The secret nucleus of snark is disappointment. And who with a heart and a brain isn’t disappointed by this shabby, grubby world of ours? I mean, I get it.

Last week I saw a sullen schoolgirl on the train–pale blue uniform skirt, wheat-colored hair, patrician nose, and a seriously bad attitude. She lacked the usual ballpoint pen tattoos and raccoon eyeliner of teenaged rebellion, but her disdain for pretty much everything was perfectly clear. This was way beyond fashion: it was in her flesh. It made her dangerous. A wounded animal! God, I had such a surge of sympathy for her. I wanted to apologize to her for the sorry state of the world. And tell her that she is probably right to roll her eyes and boycott everything.

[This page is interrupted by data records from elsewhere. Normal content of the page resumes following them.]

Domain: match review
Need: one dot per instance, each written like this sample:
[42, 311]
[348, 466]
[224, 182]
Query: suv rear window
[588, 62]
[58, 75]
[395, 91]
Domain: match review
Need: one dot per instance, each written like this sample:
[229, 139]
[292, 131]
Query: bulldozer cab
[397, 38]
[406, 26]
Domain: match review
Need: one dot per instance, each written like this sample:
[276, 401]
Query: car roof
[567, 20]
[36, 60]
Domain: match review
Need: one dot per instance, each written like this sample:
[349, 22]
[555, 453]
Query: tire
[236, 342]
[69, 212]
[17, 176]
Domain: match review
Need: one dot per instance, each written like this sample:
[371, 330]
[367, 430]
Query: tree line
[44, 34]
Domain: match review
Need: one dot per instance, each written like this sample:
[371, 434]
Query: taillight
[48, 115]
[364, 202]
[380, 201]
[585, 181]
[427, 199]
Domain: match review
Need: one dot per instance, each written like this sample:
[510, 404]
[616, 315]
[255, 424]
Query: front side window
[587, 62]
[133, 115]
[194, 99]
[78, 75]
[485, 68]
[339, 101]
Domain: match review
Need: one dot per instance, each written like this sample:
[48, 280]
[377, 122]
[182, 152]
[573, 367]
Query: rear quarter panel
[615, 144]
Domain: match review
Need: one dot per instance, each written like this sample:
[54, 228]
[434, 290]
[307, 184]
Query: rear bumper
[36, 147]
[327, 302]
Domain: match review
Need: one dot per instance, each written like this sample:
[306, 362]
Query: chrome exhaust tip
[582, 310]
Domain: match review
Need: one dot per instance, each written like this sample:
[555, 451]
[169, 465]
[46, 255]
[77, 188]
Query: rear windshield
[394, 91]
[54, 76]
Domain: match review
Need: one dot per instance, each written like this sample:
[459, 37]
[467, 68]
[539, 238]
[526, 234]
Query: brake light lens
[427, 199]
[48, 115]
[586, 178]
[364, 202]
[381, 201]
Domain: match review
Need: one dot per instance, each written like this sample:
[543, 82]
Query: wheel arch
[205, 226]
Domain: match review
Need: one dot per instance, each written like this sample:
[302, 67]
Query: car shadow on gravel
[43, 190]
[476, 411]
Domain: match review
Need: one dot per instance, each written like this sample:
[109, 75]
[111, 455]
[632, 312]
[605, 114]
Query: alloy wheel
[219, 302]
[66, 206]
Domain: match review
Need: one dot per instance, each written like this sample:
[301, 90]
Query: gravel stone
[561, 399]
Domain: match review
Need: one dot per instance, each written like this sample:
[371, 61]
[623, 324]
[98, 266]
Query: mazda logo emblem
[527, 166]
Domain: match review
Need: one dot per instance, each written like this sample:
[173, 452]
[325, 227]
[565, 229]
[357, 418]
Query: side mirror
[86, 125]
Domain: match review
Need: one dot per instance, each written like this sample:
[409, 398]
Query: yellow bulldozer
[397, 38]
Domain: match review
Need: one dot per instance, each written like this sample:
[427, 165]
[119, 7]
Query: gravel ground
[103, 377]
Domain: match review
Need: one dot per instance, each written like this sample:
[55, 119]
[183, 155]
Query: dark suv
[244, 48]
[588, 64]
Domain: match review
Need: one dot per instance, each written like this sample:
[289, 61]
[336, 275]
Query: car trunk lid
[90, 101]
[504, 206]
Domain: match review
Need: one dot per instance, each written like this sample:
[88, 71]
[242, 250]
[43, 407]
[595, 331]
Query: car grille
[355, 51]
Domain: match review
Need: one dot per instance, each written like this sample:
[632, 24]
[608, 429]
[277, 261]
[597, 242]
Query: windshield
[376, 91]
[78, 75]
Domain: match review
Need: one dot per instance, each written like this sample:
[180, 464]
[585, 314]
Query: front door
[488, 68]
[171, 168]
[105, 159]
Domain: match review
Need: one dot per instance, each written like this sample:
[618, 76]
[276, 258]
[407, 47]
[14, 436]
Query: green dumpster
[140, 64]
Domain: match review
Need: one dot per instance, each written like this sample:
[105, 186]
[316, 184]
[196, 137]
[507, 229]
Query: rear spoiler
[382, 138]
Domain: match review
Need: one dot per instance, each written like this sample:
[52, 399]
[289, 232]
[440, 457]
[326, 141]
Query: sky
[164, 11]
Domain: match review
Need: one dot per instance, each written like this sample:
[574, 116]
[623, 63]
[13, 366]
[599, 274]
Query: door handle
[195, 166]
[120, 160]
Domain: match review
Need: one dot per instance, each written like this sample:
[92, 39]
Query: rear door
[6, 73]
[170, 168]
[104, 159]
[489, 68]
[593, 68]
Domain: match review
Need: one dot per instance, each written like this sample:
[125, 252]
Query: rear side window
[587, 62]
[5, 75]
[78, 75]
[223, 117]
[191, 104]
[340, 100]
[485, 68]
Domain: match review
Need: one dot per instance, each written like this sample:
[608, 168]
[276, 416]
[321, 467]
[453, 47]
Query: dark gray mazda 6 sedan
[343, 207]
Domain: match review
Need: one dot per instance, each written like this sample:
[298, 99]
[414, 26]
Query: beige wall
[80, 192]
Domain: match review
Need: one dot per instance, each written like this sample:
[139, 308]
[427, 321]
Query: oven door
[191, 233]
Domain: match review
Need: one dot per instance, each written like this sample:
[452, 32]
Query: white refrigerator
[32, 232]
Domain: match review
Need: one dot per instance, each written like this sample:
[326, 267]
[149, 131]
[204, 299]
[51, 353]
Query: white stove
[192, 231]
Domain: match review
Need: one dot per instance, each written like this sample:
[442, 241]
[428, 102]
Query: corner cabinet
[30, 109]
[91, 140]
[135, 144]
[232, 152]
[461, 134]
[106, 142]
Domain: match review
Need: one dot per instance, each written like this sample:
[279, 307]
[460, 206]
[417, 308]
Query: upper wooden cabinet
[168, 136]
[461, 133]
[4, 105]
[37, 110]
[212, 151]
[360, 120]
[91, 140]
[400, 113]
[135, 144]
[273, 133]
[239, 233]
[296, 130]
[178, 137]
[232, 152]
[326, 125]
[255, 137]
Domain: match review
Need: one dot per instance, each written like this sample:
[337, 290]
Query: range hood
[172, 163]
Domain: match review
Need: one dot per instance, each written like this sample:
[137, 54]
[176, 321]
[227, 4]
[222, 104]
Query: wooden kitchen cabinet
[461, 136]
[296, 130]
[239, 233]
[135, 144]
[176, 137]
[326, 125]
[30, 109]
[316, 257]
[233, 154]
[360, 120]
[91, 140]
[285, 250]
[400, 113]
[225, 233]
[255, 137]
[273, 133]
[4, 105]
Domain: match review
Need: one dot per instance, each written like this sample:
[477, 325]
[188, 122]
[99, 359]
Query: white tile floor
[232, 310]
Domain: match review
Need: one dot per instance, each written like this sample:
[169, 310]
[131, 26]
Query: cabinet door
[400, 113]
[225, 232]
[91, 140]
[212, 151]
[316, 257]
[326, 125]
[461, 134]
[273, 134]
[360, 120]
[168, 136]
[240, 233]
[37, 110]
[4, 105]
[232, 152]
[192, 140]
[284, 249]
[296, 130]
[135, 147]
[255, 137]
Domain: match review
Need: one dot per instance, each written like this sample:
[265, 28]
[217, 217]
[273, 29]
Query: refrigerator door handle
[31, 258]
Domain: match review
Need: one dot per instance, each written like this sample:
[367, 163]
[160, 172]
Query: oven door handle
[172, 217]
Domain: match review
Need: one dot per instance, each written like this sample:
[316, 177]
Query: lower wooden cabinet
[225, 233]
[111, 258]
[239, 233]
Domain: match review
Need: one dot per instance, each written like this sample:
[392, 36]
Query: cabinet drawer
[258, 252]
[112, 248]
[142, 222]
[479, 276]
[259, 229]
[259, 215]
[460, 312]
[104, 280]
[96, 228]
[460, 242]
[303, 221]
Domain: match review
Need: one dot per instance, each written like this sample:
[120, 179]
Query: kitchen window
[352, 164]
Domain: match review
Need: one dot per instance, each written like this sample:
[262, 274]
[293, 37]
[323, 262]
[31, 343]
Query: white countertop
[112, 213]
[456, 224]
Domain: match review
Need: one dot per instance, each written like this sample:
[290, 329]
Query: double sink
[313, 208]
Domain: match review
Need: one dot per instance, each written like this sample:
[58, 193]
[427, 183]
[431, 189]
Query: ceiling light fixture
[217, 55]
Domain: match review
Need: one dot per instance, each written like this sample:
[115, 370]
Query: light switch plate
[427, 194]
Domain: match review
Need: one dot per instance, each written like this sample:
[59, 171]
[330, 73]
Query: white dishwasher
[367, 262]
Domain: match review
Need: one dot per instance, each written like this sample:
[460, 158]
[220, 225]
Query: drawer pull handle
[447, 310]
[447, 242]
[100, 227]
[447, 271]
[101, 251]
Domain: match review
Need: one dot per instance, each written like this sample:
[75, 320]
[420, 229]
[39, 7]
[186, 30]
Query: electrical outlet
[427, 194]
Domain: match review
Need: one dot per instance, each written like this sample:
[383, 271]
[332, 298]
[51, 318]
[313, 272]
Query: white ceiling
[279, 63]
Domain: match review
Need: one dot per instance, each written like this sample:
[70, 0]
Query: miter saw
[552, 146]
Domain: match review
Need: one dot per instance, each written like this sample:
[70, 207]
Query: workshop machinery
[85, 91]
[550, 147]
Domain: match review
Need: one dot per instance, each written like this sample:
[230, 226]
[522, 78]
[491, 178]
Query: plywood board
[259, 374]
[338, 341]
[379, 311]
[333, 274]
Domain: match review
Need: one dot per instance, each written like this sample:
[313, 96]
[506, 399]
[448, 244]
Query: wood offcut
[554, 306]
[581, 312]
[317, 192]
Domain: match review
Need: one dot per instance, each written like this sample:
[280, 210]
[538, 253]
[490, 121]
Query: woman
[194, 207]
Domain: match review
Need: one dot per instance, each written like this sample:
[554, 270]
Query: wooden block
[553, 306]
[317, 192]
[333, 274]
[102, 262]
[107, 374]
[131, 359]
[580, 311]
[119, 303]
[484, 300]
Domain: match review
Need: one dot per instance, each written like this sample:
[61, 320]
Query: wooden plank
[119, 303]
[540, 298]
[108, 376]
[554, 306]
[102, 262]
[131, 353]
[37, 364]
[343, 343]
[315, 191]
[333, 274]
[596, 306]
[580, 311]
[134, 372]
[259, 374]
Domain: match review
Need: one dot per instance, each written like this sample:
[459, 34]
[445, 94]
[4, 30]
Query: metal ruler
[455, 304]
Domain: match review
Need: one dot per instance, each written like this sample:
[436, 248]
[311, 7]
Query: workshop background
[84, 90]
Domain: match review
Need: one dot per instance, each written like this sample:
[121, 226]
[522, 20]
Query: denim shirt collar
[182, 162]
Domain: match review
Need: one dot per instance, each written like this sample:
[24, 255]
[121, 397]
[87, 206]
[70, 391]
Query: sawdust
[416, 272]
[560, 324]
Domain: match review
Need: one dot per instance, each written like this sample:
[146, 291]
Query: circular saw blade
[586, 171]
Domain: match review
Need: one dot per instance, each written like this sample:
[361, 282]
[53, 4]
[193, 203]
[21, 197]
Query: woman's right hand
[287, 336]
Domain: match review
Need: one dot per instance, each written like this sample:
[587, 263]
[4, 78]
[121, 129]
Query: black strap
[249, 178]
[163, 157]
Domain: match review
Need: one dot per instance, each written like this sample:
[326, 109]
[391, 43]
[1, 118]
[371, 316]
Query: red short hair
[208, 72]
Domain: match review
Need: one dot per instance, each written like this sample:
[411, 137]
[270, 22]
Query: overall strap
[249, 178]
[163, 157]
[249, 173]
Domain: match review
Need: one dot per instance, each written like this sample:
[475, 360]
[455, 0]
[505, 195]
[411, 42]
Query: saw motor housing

So it’s a bit like Lee Siegel: she was weirdly noble to me, but I could also see how one could argue that she’s just a little bitch.

by Pistol Whip | 21 October 2007 | reading, haters | Comments

One Response to “The grand smear”

  1. 1 Left Hook 22 October 2007 @ 2:44 pm

    i just got wet in my pants a little. (a sockpuppet was not involved.)